Kinin B1 receptor antagonists containing α-methyl-L-phenylalanine:: In vitro and in vivo antagonistic activities

To protect from metabolism and to improve potency of the AcLys-[D-beta Nal(7),Ile(8)]desArg(9)-bradykinin (BK) (R 715), we prepared and tested 3 analogues containing alpha-methyl-L-Phe ([Me-alpha]Phe) in position 5: these are the AcLys-[(Me-alpha)Phe(5),D-beta Nal(7),Ile(8)]desArg(9)BK (R 892), Lys-Lys-[(Me-alpha)Phe(5),D-beta Nal(7),Ile(8)]desArg(9)B K (R 913), and AcLys- Lys-[(alpha Me)Phe(5),D-beta Nal(7),Ile(8)]desArg(9)B K (R 914). The new compounds were tested against the contractile effect induced by desArg(9)BK on 2 B-1 receptor bioassays, the human umbilical vein, and the rabbit aorta. Their antagonistic activities were compared with those of the early prototypes (Lys-[Leu(8)]desArg(9)BK and [Leu(8)]desArg(9)B K) and with other recently described peptide antagonists. The 3 (alpha Me)Phe analogues showed high antagonistic potencies (pA(2)) at both the human (8.8, 7.7, and 8.7, respectively) and rabbit (8.6, 7.8, and 8.6, respectively) B-1 receptors. No antagonistic effects (pA(2)<5) were observed on the B-2 receptors that mediate the contractile effects of BK on the human umbilical vein, the rabbit jugular vein, and the guinea pig ileum. Moreover, these new B-1 antagonists were found to be resistant to in vitro degradation by purified angiotensin-converting enzyme from rabbit lung. The N-alpha-acetylated forms, R 892 and R 914, were resistant to aminopeptidases from human plasma.
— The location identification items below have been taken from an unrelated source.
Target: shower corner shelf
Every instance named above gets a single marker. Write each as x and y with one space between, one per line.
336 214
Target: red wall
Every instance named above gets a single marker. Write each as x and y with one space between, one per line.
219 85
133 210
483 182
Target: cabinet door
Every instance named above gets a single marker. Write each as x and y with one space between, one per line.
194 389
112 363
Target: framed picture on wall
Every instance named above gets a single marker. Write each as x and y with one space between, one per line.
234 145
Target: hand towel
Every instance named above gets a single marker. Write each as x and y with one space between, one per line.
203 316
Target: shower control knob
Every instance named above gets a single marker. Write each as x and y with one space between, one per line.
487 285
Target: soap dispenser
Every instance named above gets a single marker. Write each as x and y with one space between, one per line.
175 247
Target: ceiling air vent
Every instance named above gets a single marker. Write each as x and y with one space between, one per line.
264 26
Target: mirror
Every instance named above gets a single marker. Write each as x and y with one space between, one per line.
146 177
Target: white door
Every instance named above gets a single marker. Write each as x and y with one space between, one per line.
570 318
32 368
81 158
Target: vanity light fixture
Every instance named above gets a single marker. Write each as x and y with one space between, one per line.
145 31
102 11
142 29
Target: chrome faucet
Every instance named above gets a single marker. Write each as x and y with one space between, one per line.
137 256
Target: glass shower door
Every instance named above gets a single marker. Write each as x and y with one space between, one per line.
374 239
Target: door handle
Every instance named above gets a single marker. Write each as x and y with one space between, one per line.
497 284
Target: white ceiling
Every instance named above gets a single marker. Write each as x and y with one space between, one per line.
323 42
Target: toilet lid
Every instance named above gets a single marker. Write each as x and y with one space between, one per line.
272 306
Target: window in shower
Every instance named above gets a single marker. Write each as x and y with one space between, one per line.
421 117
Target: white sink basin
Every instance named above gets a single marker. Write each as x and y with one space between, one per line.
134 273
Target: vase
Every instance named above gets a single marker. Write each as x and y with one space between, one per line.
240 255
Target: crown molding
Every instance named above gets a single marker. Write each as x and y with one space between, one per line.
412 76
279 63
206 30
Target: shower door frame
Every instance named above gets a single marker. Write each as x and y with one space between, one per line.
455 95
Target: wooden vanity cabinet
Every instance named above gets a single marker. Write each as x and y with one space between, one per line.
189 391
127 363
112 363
In vivo antagonistic potencies (ID50) of B-1 receptor antagonists were evaluated in anesthetized lipopolysaccharide-treated (for B-1 receptor) and nontreated (for B-2 receptor) rabbits against the hypotensive effects of exogenous desArg(9)BK and BK. R 892 efficiently inhibited (ID50 2.8 nmol/kg IV) hypotension induced by desArg(9)BK without affecting that evoked by BK (ID50 >600 nmol/kg IV). Conversely, the peptide antagonists Lys-Lys-[Hyp(3),Igl(5),D-Igl(7),Oic(8)]desArg(9)B K (B 9858) and DArg-[Hyp(3),Thi(5),D-Tic(7),Oic(8)] desArg(9)BK (S 0765) showed dual B-1/B-2 receptor antagonism in vitro and in vivo. It is concluded that R 892 and congeners provide selective, highly potent, and metabolically stable B-1 kinin receptor antagonists that can be useful for the assessment of the physiological and pathological roles of kinin B-1 receptors.